What they want is to go back in time, to when the Soviet Union still existed and Horlivka residents had jobs producing things that people in other places wanted to buy.
“We don’t need the $30-billion [in financial aid] that the Ukrainian government is asking America and the European Union for,” said Oleg Korenyev, whose handmade badge identifies him as the deputy commandant of the pro-Russian militants occupying Horlivka’s police station. “Just $2-billion would be enough, if it went to modernizing our factory equipment and fixing our roads and buying new ambulances.”
The battle for Ukraine is often defined in Cold War terms, with Ukrainians identified as belonging to either the pro-Russian or pro-Western camp. There are also linguistic and religious elements to the struggle.
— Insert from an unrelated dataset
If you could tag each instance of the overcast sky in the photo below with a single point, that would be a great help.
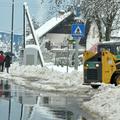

But in many ways, this argument is really between those who see themselves as Ukrainian – who want to see the country break free from its Soviet past – and those who wish the USSR still stood.
Those in the latter camp are often older residents, who received a Soviet education growing up, or those who were among the economic losers when the USSR collapsed and independent Ukraine lurched to life in 1991.
In much of the Donbass region – as the coal basin around the city of Donetsk is known – Soviet times meant a job for life, a guaranteed pension and free medical care. The coal miners and factory workers who lived here were lionized as heroes of Soviet labour. Today, more than half of the 230 coal mines here have been closed for good. Average salaries in cities such as Horlivka are barely $100 a month, just above the cost of living.